Au-delà de la haine et des préjugés

13. En dépit des enseignements de l’histoire et de l’engagement des Etats, des Organisations internationales au niveau mondial et local, en dépit des efforts des Organisations non gouvernementales et de tous les hommes et femmes de bonne volonté qui, chaque jour, se dépensent pour la sauvegarde des droits et des libertés fondamentaux, on constate aujourd’hui encore, dans le monde des persécutions, des discriminations, des actes de violence et d’intolérance liés à la religion. En Asie et en Afrique en particulier, les principales victimes sont les membres des minorités religieuses, auxquels il est interdit de professer librement leur religion ou d’en changer, par des intimidations, par la violation des droits et des libertés fondamentaux et des biens essentiels, allant jusqu’à la privation de la liberté personnelle ou même de la vie.

Il existe en outre – comme je l’ai déjà dit – des formes plus élaborées d’hostilité envers la religion, qui, dans les pays occidentaux, se manifestent parfois par le reniement de l’histoire et des symboles religieux dans lesquels se reflètent l’identité et la culture de la majorité des citoyens. Ces attitudes alimentent souvent haine et préjugés et ne sont pas cohérentes avec une vision sereine et équilibrée du pluralisme et de la laïcité des institutions, sans compter qu’elles peuvent empêcher les jeunes générations d’entrer en contact avec le précieux héritage spirituel de leurs pays.

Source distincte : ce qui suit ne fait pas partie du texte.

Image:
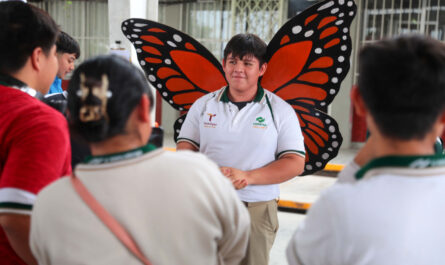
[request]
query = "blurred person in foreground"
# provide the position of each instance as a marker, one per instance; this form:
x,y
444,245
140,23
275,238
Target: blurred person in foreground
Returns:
x,y
178,207
31,133
393,213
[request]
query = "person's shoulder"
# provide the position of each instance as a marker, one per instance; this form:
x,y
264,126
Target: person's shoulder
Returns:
x,y
54,191
275,100
189,159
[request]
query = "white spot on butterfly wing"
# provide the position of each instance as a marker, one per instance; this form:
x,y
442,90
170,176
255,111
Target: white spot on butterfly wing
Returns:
x,y
296,29
327,5
334,10
308,33
177,38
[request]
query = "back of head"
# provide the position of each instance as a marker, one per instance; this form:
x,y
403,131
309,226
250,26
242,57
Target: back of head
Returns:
x,y
102,93
23,28
66,44
246,44
402,82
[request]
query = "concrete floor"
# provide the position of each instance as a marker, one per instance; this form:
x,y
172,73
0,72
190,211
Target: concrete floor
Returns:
x,y
300,189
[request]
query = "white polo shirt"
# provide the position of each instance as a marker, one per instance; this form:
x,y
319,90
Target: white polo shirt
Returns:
x,y
250,138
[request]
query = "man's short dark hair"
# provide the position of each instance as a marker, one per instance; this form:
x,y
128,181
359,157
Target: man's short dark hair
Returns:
x,y
23,28
66,44
244,44
402,82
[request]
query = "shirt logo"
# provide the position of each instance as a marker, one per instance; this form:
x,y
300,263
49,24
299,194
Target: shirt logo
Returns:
x,y
210,124
211,116
260,123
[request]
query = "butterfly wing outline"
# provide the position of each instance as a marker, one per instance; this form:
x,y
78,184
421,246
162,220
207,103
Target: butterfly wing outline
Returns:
x,y
178,66
308,58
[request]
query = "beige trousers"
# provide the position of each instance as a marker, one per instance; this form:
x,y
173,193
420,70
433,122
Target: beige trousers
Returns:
x,y
263,229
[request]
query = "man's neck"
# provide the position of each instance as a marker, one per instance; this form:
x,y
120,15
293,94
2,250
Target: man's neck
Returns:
x,y
242,96
386,146
116,144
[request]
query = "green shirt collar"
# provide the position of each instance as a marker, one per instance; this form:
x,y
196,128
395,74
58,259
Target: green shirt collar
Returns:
x,y
402,162
94,160
258,97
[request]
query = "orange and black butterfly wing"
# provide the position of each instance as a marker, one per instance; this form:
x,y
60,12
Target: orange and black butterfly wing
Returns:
x,y
178,66
322,138
308,58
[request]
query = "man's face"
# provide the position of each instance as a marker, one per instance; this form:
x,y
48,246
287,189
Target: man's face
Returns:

La défense de la religion passe par la défense des droits et des libertés des communautés religieuses. Que les leaders des grandes religions du monde et les responsables des Nations renouvellent donc leur engagement pour la promotion et la sauvegarde de la liberté religieuse, en particulier pour la défense des minorités religieuses, qui ne représentent pas une menace pour l’identité de la majorité, mais représentent au contraire une opportunité de dialogue et d’enrichissement culturel réciproque ! Leur défense est la meilleure manière de renforcer l’esprit de bienveillance, d’ouverture et de réciprocité avec lequel protéger les droits et les libertés fondamentaux dans tous les domaines et toutes les régions du monde.

La liberté religieuse dans le monde

14. Je m’adresse maintenant aux communautés chrétiennes qui souffrent de persécutions, de discriminations, de violences et d’intolérance, particulièrement en Asie, en Afrique, au Moyen-Orient et spécialement en Terre Sainte, lieu choisi et béni par Dieu. Tout en leur renouvelant l’assurance de mon affection paternelle et de ma prière, je demande à tous les responsables d’agir avec promptitude pour mettre fin à toute brimade contre les chrétiens qui habitent dans ces régions. Puissent les disciples du Christ, confrontés aux adversités du moment, ne pas perdre courage, car le témoignage rendu à l’Evangile est et sera toujours signe de contradiction !

Méditons en notre cœur les paroles du Seigneur Jésus : « Heureux les affligés, car ils seront consolés. Heureux les affamés et assoiffés de la justice, car ils seront rassasiés. [...] Heureux êtes-vous quand on vous insultera, qu’on vous persécutera, et qu’on dira faussement contre vous toute sorte d’infamie à cause de moi. Soyez dans la joie et l’allégresse, car votre récompense sera grande dans les cieux » (Mt 5, 5-12). Renouvelons donc « l’engagement pris par nous à l’indulgence et au pardon, que nous demandons à Dieu dans le Notre Père, en posant nous-mêmes la condition et la mesure de la miséricorde désirée. En effet, nous prions ainsi : "Pardonne-nous nos offenses, comme nous pardonnons à ceux qui nous ont offensés" (Mt 6, 12) »[17]. La violence ne se vainc pas par la violence. Que notre cri de douleur soit toujours accompagné par la foi, par l’espérance et le témoignage de l’amour de Dieu ! J’exprime aussi le souhait qu’en Occident, spécialement en Europe, cessent l’hostilité et les préjugés à l’encontre des chrétiens qui veulent donner à leur vie une orientation cohérente avec les valeurs et les principes exprimés dans l’Evangile. Que l’Europe apprenne plutôt à se réconcilier avec ses propres racines chrétiennes : elles sont essentielles pour comprendre le rôle qu’elle a eu, qu’elle a et veut avoir dans l’histoire ; elle saura ainsi faire l’expérience de la justice, de la concorde et de la paix,  en cultivant un dialogue sincère avec tous les peuples.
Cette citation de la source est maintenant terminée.